Именно стратегия войны на истощение, на основе долгосрочной изоляции России[862], была избрана американской администрацией в XXI веке, поскольку повторение против второй по величине ядерной державы приемов, которые США использовали в Ираке, Ливии или Югославии…, с одной стороны, становится смертельно опасным, а с другой — быстрая военная победа, в данном случае, не только не разрешает никаких жизненно важных вопросов, но и наоборот создает новые, еще более трудно разрешимые.
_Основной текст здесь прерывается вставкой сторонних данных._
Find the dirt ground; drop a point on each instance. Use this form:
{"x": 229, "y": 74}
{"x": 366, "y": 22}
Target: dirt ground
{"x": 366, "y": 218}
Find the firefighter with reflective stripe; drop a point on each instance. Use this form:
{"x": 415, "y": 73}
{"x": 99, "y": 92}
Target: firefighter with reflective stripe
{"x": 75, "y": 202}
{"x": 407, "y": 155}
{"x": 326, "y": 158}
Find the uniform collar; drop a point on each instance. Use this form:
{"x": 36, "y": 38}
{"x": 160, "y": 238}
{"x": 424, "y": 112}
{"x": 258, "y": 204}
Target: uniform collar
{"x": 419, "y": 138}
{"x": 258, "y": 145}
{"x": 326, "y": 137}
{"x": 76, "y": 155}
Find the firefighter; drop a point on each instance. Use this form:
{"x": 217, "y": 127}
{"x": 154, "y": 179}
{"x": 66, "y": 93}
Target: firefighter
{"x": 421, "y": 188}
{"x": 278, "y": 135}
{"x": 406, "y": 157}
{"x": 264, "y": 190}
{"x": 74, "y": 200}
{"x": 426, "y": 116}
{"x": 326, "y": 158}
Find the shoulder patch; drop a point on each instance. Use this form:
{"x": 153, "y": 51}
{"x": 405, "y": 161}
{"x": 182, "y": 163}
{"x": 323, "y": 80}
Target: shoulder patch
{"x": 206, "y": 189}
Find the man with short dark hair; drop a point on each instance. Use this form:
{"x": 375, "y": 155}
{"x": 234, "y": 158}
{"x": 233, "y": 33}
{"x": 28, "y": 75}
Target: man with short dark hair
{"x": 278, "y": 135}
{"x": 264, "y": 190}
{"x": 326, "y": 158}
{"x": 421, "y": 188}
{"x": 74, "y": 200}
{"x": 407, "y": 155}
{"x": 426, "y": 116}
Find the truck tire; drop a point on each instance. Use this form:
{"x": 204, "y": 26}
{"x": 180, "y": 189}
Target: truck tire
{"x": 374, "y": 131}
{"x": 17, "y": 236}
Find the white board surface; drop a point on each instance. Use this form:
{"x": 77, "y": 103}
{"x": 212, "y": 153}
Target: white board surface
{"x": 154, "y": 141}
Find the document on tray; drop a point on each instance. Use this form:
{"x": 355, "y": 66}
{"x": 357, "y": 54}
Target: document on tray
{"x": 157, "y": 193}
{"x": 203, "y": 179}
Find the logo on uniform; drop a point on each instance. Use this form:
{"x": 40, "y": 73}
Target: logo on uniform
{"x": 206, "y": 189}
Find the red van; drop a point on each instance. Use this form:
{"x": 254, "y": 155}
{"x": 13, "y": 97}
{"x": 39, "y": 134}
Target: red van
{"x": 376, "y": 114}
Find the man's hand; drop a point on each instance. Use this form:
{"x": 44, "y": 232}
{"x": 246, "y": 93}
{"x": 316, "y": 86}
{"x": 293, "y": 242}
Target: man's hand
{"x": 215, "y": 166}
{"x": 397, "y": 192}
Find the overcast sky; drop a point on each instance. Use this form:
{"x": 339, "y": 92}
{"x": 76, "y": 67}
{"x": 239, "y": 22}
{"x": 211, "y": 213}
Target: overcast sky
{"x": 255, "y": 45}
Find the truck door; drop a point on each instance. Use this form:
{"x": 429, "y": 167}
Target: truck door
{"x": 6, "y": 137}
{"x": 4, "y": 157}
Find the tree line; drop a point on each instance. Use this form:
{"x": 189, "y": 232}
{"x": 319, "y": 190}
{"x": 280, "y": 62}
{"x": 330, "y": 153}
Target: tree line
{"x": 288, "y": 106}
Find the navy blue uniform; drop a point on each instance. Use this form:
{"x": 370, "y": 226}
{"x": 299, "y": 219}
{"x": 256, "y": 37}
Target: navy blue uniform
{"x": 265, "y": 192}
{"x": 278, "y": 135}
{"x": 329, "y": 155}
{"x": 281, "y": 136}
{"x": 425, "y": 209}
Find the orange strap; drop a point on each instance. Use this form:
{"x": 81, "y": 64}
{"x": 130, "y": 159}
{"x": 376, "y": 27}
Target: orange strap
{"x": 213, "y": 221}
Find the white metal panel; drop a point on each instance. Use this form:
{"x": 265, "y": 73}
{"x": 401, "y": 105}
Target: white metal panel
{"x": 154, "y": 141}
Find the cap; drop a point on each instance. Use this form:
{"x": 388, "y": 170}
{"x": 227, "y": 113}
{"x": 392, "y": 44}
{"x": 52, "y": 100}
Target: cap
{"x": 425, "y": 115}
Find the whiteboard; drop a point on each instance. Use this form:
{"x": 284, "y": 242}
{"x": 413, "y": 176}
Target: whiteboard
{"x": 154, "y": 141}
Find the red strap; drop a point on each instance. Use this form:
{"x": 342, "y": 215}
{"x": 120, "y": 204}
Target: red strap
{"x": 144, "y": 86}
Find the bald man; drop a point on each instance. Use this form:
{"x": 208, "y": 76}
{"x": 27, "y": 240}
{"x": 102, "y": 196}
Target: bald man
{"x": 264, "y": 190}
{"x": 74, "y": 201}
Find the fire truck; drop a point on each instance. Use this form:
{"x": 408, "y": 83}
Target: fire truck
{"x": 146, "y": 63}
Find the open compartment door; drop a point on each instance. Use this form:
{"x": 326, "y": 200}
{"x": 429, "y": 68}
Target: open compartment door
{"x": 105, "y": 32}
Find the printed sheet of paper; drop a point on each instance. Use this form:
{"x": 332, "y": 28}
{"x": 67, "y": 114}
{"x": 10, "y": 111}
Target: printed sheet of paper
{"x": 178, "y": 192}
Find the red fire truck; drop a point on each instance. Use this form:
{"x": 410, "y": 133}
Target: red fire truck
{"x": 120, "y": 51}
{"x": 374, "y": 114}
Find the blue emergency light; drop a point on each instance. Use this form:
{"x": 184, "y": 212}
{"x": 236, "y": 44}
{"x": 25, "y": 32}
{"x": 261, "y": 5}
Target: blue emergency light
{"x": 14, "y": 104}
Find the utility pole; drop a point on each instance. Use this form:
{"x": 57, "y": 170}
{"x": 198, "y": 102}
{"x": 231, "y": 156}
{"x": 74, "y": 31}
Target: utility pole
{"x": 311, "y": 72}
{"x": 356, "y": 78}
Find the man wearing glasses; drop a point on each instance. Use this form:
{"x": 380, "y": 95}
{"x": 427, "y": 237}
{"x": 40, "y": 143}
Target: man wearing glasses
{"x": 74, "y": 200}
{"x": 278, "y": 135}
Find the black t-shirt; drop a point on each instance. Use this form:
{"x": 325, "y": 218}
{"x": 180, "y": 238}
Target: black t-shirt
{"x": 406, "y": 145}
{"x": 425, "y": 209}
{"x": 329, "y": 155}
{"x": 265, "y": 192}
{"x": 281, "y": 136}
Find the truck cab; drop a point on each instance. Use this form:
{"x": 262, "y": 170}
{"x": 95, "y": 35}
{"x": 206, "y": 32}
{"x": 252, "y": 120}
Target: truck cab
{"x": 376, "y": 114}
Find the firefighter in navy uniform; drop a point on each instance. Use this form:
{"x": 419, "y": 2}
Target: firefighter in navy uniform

И этой в войне на истощение Соединенные Штаты обладают несоизмеримым экономическим и военным превосходством над Россией: достаточно сравнить их уровень ВВП и военных расходов, чтобы в этом не осталось никаких сомнений. Мало того, за спиной Соединенных Штатов стоит весь блок НАТО: с началом конфликта на Украине, как отмечает этот факт Foreign Policy, «ЕС стал могущественным кузеном НАТО в экономической сфере». Вместе с тем, предупреждают авторы журнала, Вашингтону «будет все труднее поддерживать единство Запада перед лицом растущих трудностей, вызванных экономическими последствиями войны…»[863].

Но основная проблема заключается в том, что сегодня Соединённые Штаты сами находятся в глубочайшем экономическом и политическом кризисе, который только еще набирает свои обороты: «К нам по-прежнему приковано внимание всего мира, и мы остаемся великой державой. Но стало ясно, — отмечает автор The Washington Post, — что для многих… США стали символом демократического упадка и дезинформации, чьи граждане недовольны и отрицают саму объективную реальность и чьи институты все сильнее выхолащиваются»[864]. «Само слово «демократия» (в Америке) больше не означает власти народа, — вторит 09.2022 The Wall Street Journal, — Теперь оно всего лишь олицетворяет некую священную цель, взывая к которой можно делать все, что угодно — даже полную противоположность чаяниям народа»[865].

«Затянувшаяся экономическая стагнация выпустила на свободу сонм политически=х демонов. И американское общество поляризовано так, — отмечал в 2018 г. Гринспен, — как никогда со времен Гражданской войны, а политическая система США так же парализована и недееспособна»[866]. Какой будет Америка будущего? Одни говорят, фашистской, другие — коммунистической, — пишет 09.2022 Washington Times, — Двое из пяти американцев считают, что гражданская война в США возможна в ближайшее десятилетие. Но удивительно то, что она до сих пор не началась»[867].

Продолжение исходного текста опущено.